# Over a Third of Democrats Would Repeal Second Amendment



## White Shadow (Jun 26, 2017)

Today in the National Review:

Over a Third of Democrats Would Repeal Second Amendment



> More than a third of the Democratic party would do away with the Second Amendment, a survey by The Economist and YouGov revealed.





> The survey also showed that a majority of Democrats, 82 percent, are in favor of banning semi-automatic weapons, which include handguns as well as rifles. Only slightly over half of Republicans, 53 percent, are against this proposal. Democrats are evenly split on banning all handguns (including revolvers) except those carried by law enforcement.


The Demonrats are getting sloppy and letting their true colors show.


----------



## Real Old Man (Aug 17, 2015)

Just let them try and see how far they get


----------



## Smitty901 (Nov 16, 2012)

More like 90% of them. They already see the Constitution as out dated and of no use.


----------



## Camel923 (Aug 13, 2014)

Over a third of democrats are out right communist pigs. Have no illusions of what they have Planed for you once your disarmed.


----------



## Sasquatch (Dec 12, 2014)

I don't see 38 of 50 states willing to take that step. Yet.


----------



## Ragnarök (Aug 4, 2014)

I think those numbers are too high....well I hope.


----------



## Sasquatch (Dec 12, 2014)

For any Democrats that may see this and feel the way the OP's link says I'll tell ya what...
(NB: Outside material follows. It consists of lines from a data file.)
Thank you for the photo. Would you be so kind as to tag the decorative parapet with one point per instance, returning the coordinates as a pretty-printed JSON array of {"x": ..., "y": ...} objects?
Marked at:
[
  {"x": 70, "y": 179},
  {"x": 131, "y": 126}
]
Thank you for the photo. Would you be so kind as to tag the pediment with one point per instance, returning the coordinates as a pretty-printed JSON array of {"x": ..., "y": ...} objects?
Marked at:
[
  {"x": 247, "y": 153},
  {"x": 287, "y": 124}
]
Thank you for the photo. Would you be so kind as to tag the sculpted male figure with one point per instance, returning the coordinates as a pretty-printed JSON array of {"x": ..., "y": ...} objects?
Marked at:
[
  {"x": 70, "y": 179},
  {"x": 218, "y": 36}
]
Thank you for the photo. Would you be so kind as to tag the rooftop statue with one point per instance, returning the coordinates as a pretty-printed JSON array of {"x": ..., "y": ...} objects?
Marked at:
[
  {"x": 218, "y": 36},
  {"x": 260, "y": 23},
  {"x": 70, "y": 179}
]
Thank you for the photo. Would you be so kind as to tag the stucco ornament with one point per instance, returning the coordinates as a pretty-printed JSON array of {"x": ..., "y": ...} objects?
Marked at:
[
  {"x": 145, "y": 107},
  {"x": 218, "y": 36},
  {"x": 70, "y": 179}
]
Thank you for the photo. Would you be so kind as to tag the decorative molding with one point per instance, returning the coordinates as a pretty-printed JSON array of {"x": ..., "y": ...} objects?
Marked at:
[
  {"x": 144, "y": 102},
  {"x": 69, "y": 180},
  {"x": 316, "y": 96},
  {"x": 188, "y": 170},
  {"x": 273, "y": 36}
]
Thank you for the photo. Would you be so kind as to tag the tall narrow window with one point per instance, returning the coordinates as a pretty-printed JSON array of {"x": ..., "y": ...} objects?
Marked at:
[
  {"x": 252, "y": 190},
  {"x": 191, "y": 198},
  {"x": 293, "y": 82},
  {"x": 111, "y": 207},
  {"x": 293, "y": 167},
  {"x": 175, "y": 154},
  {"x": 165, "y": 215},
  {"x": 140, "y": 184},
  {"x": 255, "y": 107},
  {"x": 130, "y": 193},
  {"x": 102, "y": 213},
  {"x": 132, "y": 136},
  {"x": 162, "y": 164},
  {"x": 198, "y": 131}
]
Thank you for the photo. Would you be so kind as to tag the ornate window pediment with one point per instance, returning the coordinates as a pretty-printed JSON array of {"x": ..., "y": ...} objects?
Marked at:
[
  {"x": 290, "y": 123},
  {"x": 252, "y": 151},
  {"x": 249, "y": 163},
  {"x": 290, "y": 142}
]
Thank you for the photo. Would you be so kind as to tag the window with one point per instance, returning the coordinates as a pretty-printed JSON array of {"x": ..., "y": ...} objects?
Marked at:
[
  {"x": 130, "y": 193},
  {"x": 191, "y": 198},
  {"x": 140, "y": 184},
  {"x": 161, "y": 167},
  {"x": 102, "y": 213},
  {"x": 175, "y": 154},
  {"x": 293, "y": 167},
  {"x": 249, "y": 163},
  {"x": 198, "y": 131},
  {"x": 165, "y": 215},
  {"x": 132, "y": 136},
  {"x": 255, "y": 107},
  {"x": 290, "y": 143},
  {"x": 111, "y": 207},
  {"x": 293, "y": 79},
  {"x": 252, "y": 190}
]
You just go ahead and crap in one hand and repeal the 2A in the other, see which happens first.


----------



## A Watchman (Sep 14, 2015)

What a coincidence, I would repeal much, much more than a third of all Democrats.


----------



## Prepared One (Nov 5, 2014)

The would repeal 2A if they thought they could get away with it. They wouldn't survive the attempt and they know it. So they play the long game. Piece by piece. They don't need to repeal it.


----------



## Camel923 (Aug 13, 2014)

For those who scoff at what the left does with an unarmed populous lets take a look:


----------



## A Watchman (Sep 14, 2015)

^^^^^^ Those that want your guns, know this. Don't be an idiot, make a stand while you can.


----------



## MisterMills357 (Apr 15, 2015)

The Democrat Party was radicalized in the 1990's, Bill Clinton ushered it in, and they have become worse over time. They have become Socialist or Commie-lite in their beliefs.
The divide in America is stark, and we are in treacherous waters. We are not guaranteed, any right to live on, and exist as a nation. And I don't know how things are going to turn out.
But, if the Democrats repeal the Second Amendment, then I am sure how things will turn out. There will be a cleansing, or a pogrom, in America


----------



## Stockton (Jun 21, 2017)

The democrats and further left progressives will not try to 
amend the constitution. They will strive to follow an agenda
set for 30 years ago by Hand Gun Control Inc.,

1. Stop new gun sales - ban gun sales - 
a. AWB first
b. Hand Guns second
c. Everything else third

2. Once there are no new guns start removing old guns,
a. voluntary buy backs
b. tax breaks for turning in guns.
c. tax gun ownership so 2b becomes more real

3. Force guns out of the hands and homes
a. Require guns to be stored at ranges and police stations
b. Then confiscate since they don't have to go door to door


----------